# ZUKI CUSTOM ELEET 4



## GS3 (Feb 19, 2006)

want to find out if anyone have any experience with the new eleet custom 4 channel? would like to know your thoughts, experience and impression of the amp if anyone have experience with it.
those amps looks like a monster of an amp. 10 watts x 4 @ 8 ohm.

thanks


----------



## Dzaazter (Apr 28, 2011)

I'm sure it's powerful. I have 3 Eleet 4's and that's more than enough power than I need.


----------



## Dzaazter (Apr 28, 2011)

Patrick sent these pics to me.

Giant 2 channel, 10 watts x 2


----------



## Dzaazter (Apr 28, 2011)

Giant 4









Giant 2 and Giant 4 side by side









These look like awesome amps. Wish I could get my hands on one or two. I think they are ready for purchase, contact Patrick if interested though.
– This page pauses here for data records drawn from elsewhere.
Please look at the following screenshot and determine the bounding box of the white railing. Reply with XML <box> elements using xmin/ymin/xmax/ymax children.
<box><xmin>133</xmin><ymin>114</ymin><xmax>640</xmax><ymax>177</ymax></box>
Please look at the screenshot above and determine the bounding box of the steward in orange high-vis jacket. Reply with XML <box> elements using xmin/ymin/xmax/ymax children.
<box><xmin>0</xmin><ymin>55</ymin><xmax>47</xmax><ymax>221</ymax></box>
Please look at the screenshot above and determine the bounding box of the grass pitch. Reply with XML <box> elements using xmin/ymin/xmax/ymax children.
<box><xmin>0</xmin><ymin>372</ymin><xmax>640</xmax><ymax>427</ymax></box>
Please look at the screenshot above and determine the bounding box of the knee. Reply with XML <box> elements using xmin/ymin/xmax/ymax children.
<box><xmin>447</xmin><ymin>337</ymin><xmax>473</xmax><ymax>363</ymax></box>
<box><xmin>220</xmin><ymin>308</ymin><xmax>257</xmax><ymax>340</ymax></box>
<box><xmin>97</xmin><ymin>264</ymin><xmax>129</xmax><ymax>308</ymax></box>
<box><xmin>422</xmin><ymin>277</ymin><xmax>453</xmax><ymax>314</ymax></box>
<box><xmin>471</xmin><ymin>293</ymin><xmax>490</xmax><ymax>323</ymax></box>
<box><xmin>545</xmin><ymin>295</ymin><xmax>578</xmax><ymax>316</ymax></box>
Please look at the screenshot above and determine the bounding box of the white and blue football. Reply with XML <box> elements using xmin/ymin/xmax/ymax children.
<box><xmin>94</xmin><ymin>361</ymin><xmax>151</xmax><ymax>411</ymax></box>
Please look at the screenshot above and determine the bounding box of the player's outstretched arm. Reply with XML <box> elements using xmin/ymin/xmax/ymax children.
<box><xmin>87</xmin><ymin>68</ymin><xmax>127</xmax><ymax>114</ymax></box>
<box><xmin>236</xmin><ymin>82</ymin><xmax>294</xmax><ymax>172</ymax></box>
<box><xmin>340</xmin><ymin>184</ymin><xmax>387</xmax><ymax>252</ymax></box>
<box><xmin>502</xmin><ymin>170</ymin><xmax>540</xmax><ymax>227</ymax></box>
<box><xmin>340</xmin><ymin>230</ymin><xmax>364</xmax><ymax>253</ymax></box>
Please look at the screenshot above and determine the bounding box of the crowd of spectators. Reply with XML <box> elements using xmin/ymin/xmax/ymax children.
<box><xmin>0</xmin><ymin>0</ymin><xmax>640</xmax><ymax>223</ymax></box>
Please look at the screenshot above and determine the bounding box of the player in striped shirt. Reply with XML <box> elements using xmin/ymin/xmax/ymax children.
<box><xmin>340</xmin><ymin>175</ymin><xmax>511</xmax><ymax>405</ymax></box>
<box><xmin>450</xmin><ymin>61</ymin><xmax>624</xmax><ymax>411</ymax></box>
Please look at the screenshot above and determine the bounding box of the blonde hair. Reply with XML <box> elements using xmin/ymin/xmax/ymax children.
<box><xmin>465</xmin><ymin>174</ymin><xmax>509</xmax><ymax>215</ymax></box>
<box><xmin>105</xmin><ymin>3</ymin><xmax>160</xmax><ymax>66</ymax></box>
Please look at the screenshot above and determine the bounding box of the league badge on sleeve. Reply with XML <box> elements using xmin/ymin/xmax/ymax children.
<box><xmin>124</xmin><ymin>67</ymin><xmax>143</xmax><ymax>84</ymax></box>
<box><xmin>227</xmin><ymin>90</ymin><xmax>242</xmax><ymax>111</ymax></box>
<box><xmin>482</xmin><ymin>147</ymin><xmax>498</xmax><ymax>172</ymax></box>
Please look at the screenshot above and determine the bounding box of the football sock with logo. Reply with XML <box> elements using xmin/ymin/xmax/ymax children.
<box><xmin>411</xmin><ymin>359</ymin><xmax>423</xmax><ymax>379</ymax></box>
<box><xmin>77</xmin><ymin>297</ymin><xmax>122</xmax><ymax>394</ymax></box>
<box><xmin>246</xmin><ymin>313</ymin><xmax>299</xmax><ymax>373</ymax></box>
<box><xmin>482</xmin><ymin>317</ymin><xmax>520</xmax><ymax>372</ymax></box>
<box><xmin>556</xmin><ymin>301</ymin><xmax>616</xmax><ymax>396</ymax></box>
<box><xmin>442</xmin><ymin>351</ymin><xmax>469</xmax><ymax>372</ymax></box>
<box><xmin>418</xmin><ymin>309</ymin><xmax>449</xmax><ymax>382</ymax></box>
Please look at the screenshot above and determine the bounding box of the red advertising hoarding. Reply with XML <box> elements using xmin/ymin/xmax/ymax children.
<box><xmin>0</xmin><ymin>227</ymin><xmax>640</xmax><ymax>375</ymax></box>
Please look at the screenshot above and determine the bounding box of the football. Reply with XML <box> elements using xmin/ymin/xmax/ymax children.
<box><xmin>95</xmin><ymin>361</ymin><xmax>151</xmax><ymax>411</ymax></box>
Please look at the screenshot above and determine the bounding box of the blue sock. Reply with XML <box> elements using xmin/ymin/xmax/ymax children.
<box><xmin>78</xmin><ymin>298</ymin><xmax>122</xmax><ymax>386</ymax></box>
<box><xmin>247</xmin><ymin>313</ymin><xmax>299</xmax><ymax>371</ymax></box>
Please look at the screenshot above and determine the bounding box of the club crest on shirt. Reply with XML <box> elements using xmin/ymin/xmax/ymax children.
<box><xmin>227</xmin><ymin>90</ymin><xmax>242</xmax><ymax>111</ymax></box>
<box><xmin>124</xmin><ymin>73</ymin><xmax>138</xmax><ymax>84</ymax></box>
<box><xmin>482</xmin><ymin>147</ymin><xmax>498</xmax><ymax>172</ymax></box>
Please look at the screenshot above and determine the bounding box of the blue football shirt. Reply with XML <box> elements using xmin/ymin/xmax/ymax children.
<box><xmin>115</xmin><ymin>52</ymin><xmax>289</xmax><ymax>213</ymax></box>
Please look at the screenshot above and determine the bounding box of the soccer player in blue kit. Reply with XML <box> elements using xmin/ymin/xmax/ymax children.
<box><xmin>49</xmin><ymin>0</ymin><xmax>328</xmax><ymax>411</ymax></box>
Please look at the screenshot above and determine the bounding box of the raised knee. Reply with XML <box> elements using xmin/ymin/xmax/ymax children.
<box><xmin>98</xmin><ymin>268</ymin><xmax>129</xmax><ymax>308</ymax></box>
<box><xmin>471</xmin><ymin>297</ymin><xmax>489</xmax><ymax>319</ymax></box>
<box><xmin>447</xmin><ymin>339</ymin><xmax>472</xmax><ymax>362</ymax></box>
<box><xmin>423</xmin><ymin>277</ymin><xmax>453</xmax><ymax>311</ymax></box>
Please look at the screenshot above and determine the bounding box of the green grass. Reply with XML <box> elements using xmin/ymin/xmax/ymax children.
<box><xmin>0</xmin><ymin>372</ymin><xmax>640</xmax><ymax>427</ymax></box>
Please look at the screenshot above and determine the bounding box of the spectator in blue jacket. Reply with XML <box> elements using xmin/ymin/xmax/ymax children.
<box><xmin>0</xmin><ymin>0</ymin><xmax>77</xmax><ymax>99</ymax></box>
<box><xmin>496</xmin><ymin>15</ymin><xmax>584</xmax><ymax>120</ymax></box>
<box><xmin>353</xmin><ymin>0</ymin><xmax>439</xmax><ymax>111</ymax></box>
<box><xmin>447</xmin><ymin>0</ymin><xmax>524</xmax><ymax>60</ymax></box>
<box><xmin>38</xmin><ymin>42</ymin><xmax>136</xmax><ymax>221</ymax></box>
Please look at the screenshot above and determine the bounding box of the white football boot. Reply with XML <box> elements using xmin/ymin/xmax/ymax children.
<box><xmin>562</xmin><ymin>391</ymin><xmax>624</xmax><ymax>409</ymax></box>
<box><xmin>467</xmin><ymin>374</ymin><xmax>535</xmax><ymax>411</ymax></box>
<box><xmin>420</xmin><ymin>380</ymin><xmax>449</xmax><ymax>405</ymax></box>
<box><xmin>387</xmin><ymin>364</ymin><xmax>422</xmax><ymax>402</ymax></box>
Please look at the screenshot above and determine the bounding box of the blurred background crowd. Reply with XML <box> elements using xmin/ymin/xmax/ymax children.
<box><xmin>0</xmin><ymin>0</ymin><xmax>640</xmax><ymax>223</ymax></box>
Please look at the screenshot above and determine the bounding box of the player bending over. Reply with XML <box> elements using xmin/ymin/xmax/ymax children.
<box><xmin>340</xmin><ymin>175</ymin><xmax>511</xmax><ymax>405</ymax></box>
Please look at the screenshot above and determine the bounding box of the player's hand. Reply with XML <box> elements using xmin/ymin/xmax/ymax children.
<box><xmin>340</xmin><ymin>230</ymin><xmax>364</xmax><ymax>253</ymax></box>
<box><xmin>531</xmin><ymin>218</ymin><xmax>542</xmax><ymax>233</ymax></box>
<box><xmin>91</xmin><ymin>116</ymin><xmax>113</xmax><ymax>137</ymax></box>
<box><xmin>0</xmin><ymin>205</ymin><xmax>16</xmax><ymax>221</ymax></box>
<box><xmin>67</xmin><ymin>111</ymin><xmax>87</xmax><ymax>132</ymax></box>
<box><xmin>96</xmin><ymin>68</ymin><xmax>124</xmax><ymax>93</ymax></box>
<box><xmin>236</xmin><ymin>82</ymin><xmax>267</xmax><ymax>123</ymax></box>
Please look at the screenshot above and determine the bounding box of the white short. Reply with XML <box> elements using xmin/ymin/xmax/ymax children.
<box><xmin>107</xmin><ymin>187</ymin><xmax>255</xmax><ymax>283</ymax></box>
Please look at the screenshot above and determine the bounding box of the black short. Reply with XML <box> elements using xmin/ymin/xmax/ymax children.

Idk how many he made or planned on making.


----------



## ou812 (Oct 25, 2008)

How about the 7 and 10 channel!!!!! 



Multi-Channel Amplifiers


----------



## GS3 (Feb 19, 2006)

very clean and simple. not sure how the tweeters would react with that much power on them! lol, the normal eleet 4 channel would probably put out about 200w per channel. these in theory could possibly double those ratings and its all a/b power! very nice indeed.


----------



## JAX (Jun 2, 2006)

odd to see giant amps when everyone is going small. nice looking amps.


----------



## turbo5upra (Oct 3, 2008)

Loving my hybrid channel... searched and gave up on a all in one solution that fit in the space I had... glad I pulled the trigger


----------



## Dzaazter (Apr 28, 2011)

These amps look and probably are bulletproof.


----------